Jenkins Web Ingress (Optional)
If you’re using Traefik as your ingress controller, you can expose the Jenkins web interface with a configuration like the one below. This example is Traefik-specific and may not translate directly to other ingress implementations.
apiVersion: networking.k8s.io/v1
kind: Ingress
metadata:
name: jenkins-tls-ingress
annotations:
cert-manager.io/cluster-issuer: letsencrypt-prod
traefik.ingress.kubernetes.io/router.middlewares: >
default-redirect-https@kubernetescrd,
default-local-ip-allowlist@kubernetescrd
spec:
ingressClassName: traefik
rules:
- host: jenkins.example.com
http:
paths:
- path: /
pathType: Prefix
backend:
service:
name: jenkins
port:
number: 8080
tls:
- secretName: jenkins-tls
hosts:
- jenkins.example.com
Test the Jenkins Installation
At this point, we should have a running Jenkins instance. To confirm everything is wired up correctly, we’ll create a simple pipeline job.
-
Navigate to the Jenkins web interface.
-
Log in with the username
adminand the password retrieved earlier. -
Select New Item, give the job a name, and choose Pipeline.
-
On the Pipeline configuration page, paste the following into the Script field and save.
This pipeline explicitly requests a Kubernetes-based agent using the k8s-agent label we defined earlier in the JCasC configuration.
pipeline {
agent {
kubernetes {
label 'k8s-agent'
}
}
stages {
stage('Test') {
steps {
sh 'echo hello from kubernetes agent'
sh 'hostname'
}
}
}
}
After saving, you’ll be taken back to the job overview page. From here, click Build Now and give the job a minute or two to run. While it’s running, you can use kubectl get pods -n jenkins to watch the agent pod appear. These pods don’t stick around for long, so timing is important.
Back in the Jenkins UI, the build should complete successfully.
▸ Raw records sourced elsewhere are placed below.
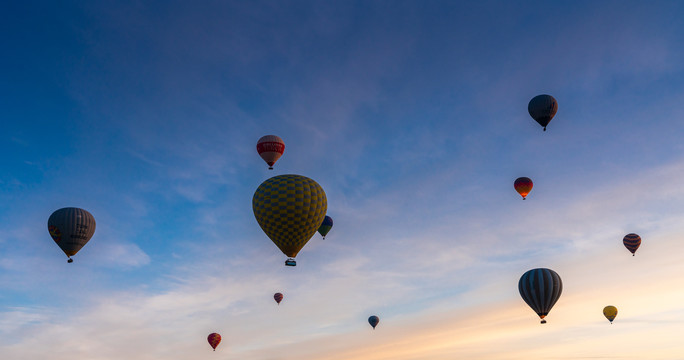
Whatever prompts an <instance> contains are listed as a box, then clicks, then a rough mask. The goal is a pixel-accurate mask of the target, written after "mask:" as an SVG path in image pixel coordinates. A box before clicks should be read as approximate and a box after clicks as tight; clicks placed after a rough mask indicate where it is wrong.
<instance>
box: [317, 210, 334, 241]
mask: <svg viewBox="0 0 684 360" xmlns="http://www.w3.org/2000/svg"><path fill="white" fill-rule="evenodd" d="M330 229H332V218H331V217H330V216H328V215H326V216H325V218H324V219H323V223H322V224H321V226H320V227H319V228H318V233H319V234H321V235H323V240H325V235H328V232H329V231H330Z"/></svg>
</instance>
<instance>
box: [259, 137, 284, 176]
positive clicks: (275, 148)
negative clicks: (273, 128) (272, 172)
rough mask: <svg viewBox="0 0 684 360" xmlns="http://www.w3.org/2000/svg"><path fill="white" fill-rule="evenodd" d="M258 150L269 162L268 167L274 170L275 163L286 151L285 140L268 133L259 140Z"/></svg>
mask: <svg viewBox="0 0 684 360" xmlns="http://www.w3.org/2000/svg"><path fill="white" fill-rule="evenodd" d="M257 152H258V153H259V156H261V158H262V159H264V161H266V163H267V164H268V169H269V170H273V164H275V162H276V161H278V159H280V157H281V156H282V155H283V153H284V152H285V142H284V141H283V139H281V138H280V137H278V136H275V135H266V136H262V137H261V139H259V141H257Z"/></svg>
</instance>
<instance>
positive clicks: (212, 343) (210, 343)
mask: <svg viewBox="0 0 684 360" xmlns="http://www.w3.org/2000/svg"><path fill="white" fill-rule="evenodd" d="M207 341H208V342H209V346H211V348H212V349H214V351H216V347H217V346H218V344H219V343H221V335H219V334H217V333H211V334H209V336H207Z"/></svg>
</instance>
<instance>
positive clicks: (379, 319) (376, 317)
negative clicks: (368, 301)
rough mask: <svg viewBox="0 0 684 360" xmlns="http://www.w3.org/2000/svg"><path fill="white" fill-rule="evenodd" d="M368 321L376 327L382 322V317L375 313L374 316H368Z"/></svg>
mask: <svg viewBox="0 0 684 360" xmlns="http://www.w3.org/2000/svg"><path fill="white" fill-rule="evenodd" d="M368 323H369V324H371V326H372V327H373V329H375V327H376V326H378V324H379V323H380V318H379V317H377V316H375V315H373V316H371V317H369V318H368Z"/></svg>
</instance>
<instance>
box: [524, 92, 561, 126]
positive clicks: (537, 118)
mask: <svg viewBox="0 0 684 360" xmlns="http://www.w3.org/2000/svg"><path fill="white" fill-rule="evenodd" d="M527 111H529V113H530V116H532V118H533V119H534V120H535V121H536V122H538V123H539V125H541V126H543V127H544V131H546V126H547V125H549V121H551V119H553V116H554V115H556V111H558V102H557V101H556V99H554V98H553V96H551V95H537V96H535V97H533V98H532V100H530V103H529V104H528V105H527Z"/></svg>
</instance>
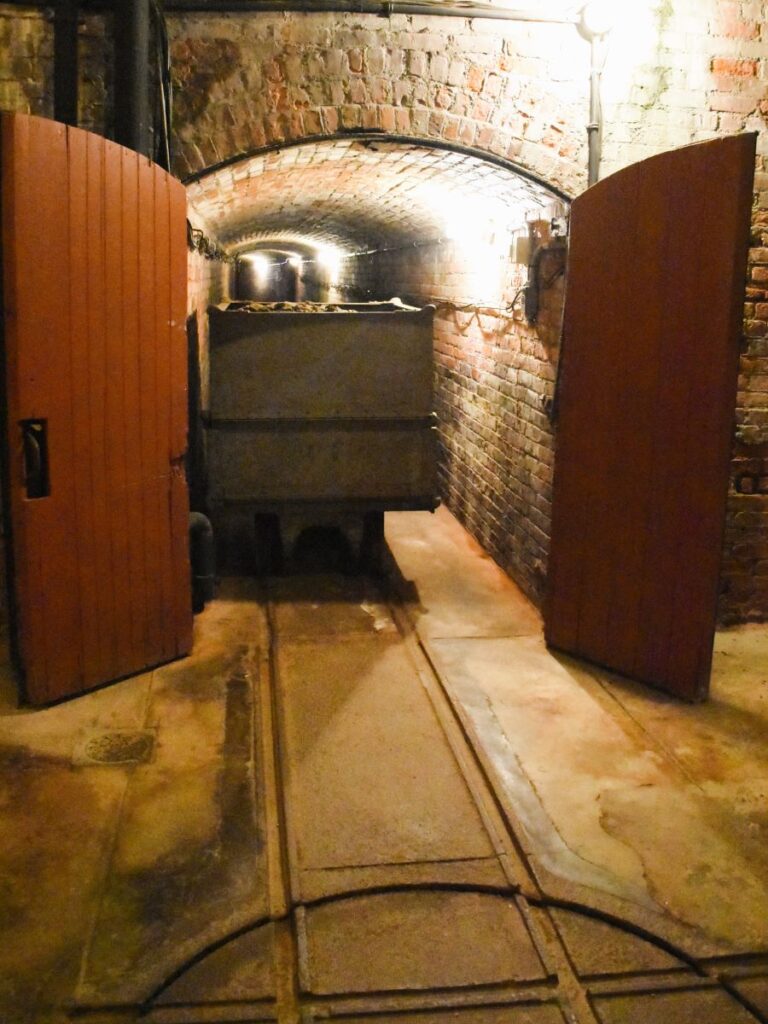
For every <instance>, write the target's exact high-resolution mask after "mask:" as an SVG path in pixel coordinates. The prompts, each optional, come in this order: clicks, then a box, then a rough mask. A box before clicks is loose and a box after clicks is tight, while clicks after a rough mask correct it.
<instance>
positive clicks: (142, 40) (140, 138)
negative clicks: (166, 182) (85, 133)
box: [115, 0, 152, 157]
mask: <svg viewBox="0 0 768 1024" xmlns="http://www.w3.org/2000/svg"><path fill="white" fill-rule="evenodd" d="M115 140H116V141H117V142H120V144H121V145H125V146H127V147H128V148H129V150H135V151H136V153H140V154H142V156H144V157H151V156H152V139H151V130H150V0H120V2H119V3H116V4H115Z"/></svg>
If you open the build and review the Console Output, you should see output confirming that the job ran inside a Kubernetes pod.
Summary
At this point, Jenkins is running on Kubernetes and successfully provisioning ephemeral build agents using the Kubernetes plugin. The controller is configured entirely through Helm and Jenkins Configuration as Code, giving you a solid, repeatable foundation for building more complex pipelines on top of this setup.